Abby L. Harvey
GHG Daily
1/27/2016
Late Tuesday afternoon, West Virginia Attorney General Patrick Morrisey and Texas Attorney General Ken Paxton, along with officials from 29 other states and state agencies, filed an application with the U.S. Supreme Court to stay the Environmental Protection Agency’s carbon emissions standards for existing coal-fired power plants. The U.S. Court of the Appeals for the District of Columbia Circuit rejected an initial stay request last week on the basis that the petitioners had “not satisfied the stringent requirements for a stay pending court review.”
Those joining West Virginia and Texas seeking a stay from the Supreme Court are the states of Alabama, Arizona, Arkansas, Colorado, Florida, Georgia, Indiana, Kansas, Kentucky, Louisiana, Michigan, Mississippi, Missouri, Montana, Nebraska, New Jersey, Ohio, Oklahoma, South Carolina, South Dakota, Utah, Wisconsin, and Wyoming, along with the Mississippi Department of Environmental Quality, Mississippi Public Service Commission, North Carolina Department of Environmental Quality, and the Oklahoma Department of Environmental Quality. They hope to stop implementation of the EPA regulation while legal challenges to the rule move through the court system.
The new stay request draws heavily on a Supreme Court ruling on the EPA’s Mercury and Air Toxics Standards (MATS) last year. In that case, the high court found that the EPA should have considered the cost of implementing MATS before moving forward with the rule. By the time MATS made it to the Supreme Court, utilities had invested billions of dollars in coming into compliance with the rule. The Supreme Court returned the MATS rule to a lower court.
The states argue in the new stay request that while the carbon standards states do not require states to meet any emissions reductions targets until 2020, a significant amount of money will be invested ahead of that time, even as the rule goes through the judicial system. If at the end of this process the rule is overturned, states and utilities will be unable to recover funds invested in compliance, the stay request said.
“Only a stay from this Court now can ensure that EPA will not, in another year or two, once more boast that it has rendered this Court’s review practically meaningless. Absent a stay, the Power Plan will—throughout the lifespan of this litigation—force massive, irreversible changes in terms of state policies and resources, power plant shutdowns, and investments in wind and solar power,” the stay request says.
The Clean Power Plan, requires states to develop action plans to meet federally set, state-specific carbon emissions reduction goals. Opponents argue the rule would be extremely costly and would essentially allow the administration to strong-arm states into shifting from coal to renewable energy. At the core of the arguments against the rule is a belief that the EPA is acting outside its authority under the Clean Air Act in promulgating the rule in the first place.
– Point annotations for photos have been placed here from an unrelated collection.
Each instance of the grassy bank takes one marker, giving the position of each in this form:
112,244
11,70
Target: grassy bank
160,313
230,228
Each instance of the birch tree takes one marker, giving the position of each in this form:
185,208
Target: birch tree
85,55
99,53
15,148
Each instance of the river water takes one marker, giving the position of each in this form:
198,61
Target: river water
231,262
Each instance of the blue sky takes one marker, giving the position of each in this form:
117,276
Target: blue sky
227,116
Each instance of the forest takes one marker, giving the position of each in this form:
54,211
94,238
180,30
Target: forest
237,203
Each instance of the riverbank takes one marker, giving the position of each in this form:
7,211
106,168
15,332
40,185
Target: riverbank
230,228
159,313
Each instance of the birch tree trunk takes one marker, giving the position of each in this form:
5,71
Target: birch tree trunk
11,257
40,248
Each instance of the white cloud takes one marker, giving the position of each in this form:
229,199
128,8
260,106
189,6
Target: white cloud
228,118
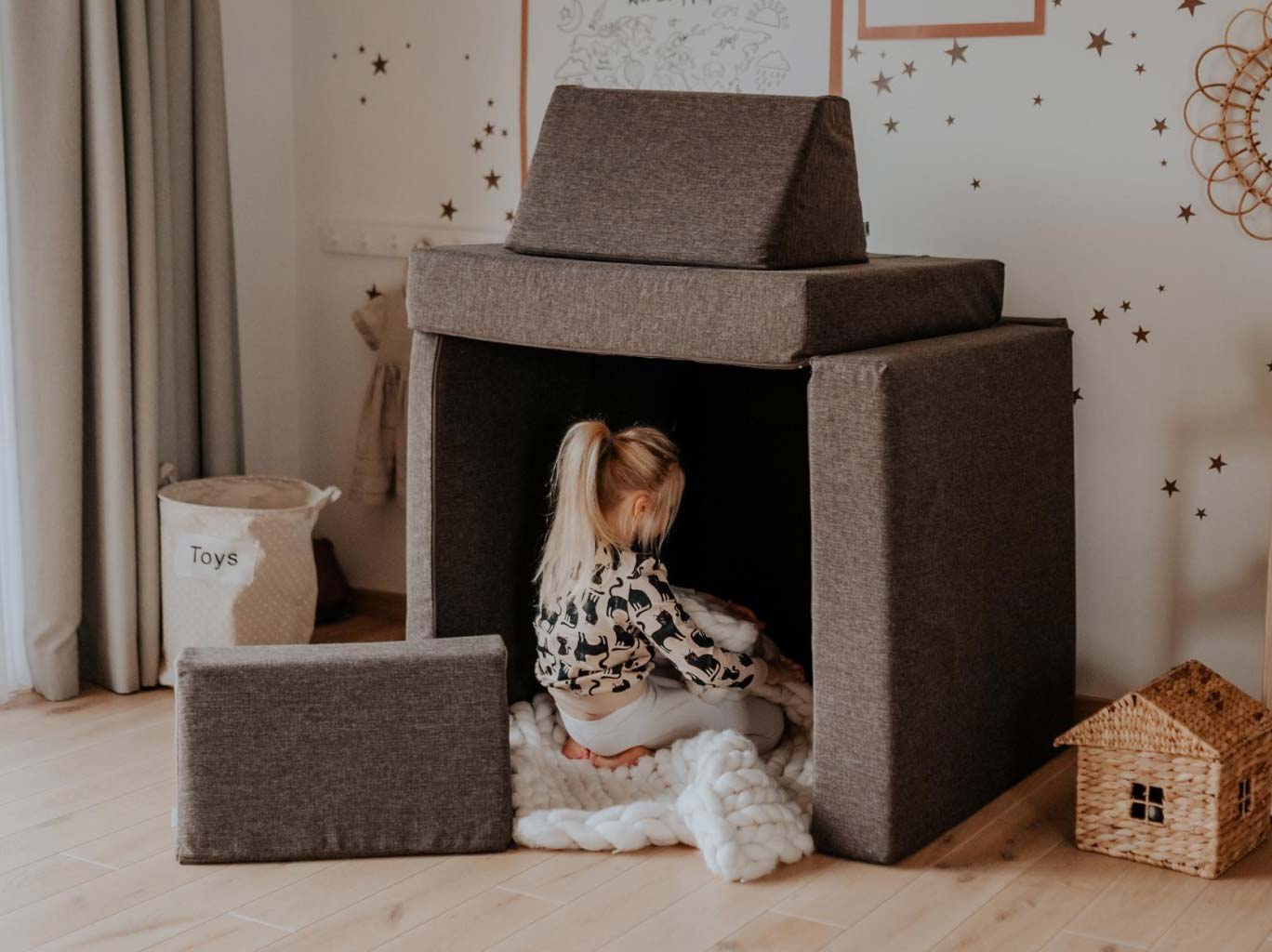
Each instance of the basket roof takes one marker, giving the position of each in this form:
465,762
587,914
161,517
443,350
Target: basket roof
1189,709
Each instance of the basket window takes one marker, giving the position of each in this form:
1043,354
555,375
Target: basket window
1244,797
1147,802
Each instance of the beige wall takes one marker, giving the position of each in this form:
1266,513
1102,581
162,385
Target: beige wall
1072,198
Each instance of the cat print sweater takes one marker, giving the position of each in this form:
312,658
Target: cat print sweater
604,644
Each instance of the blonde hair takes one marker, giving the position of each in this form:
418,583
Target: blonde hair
594,470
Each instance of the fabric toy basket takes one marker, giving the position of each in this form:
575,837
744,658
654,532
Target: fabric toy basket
238,564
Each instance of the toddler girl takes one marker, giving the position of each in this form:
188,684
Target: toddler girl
605,608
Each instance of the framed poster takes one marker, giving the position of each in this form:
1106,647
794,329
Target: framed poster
919,20
732,46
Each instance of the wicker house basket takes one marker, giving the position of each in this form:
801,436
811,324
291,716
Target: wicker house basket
1175,774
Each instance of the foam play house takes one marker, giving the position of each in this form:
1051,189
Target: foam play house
878,461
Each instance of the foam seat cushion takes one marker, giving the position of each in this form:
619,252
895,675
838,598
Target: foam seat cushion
768,318
342,750
692,178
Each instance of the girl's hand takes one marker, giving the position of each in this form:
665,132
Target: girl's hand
783,670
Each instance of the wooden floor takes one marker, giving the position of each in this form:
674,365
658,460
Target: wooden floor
86,863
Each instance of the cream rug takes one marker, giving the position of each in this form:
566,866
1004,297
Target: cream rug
746,813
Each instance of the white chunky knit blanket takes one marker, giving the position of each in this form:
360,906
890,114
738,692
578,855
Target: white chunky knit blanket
744,813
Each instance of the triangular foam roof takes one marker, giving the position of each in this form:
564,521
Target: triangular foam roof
1189,709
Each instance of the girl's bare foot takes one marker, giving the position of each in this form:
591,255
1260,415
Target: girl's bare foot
622,759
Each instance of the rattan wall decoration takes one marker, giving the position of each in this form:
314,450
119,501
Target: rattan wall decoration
1224,114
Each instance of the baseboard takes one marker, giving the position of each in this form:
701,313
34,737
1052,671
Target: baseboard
378,604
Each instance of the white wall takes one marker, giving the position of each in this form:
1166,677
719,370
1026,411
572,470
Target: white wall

The rule, developed under Section 111(d) of the Clean Air Act, was finalized on Aug. 3, but under the act legal challenges could not be brought until it was published in the Federal Register, which happened on Oct. 23. Lawsuits began to roll in immediately afterward. Morrissey led the way with West Virginia and was eventually joined by 27 states and more than 50 electric companies, utilities, and cooperatives, as well as a slew of trade organizations.
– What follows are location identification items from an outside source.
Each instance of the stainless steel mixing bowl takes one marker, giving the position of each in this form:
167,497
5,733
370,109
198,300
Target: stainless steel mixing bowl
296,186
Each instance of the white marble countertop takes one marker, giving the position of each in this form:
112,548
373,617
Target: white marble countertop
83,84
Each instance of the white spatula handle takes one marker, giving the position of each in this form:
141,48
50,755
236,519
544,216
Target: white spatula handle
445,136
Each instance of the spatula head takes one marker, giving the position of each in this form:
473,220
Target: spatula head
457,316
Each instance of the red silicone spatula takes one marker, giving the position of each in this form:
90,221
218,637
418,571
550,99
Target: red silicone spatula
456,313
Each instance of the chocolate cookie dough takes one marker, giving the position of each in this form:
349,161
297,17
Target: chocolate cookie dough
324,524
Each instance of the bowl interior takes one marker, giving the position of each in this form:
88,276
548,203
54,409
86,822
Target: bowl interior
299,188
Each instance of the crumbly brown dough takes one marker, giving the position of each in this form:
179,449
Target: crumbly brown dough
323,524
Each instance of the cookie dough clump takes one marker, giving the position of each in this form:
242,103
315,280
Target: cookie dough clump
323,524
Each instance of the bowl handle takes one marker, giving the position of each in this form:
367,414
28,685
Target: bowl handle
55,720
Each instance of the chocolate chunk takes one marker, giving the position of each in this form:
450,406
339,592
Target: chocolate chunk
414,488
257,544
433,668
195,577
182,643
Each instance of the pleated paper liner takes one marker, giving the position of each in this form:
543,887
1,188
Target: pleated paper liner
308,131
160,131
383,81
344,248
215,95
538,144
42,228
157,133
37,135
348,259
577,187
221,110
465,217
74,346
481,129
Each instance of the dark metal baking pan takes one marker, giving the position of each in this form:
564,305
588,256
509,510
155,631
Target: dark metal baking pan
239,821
While those opposed to the Clean Power Plan did not get their stay, the D.C. Court of Appeals did order that “consideration of these appeals be expedited.” Under the schedule laid forth in the order, initial briefs should be filed by April 15 and final briefs should be filed by April 22. The order schedules oral argument of the case for 9:30 a.m. June 2, with a potential rollover to June 3.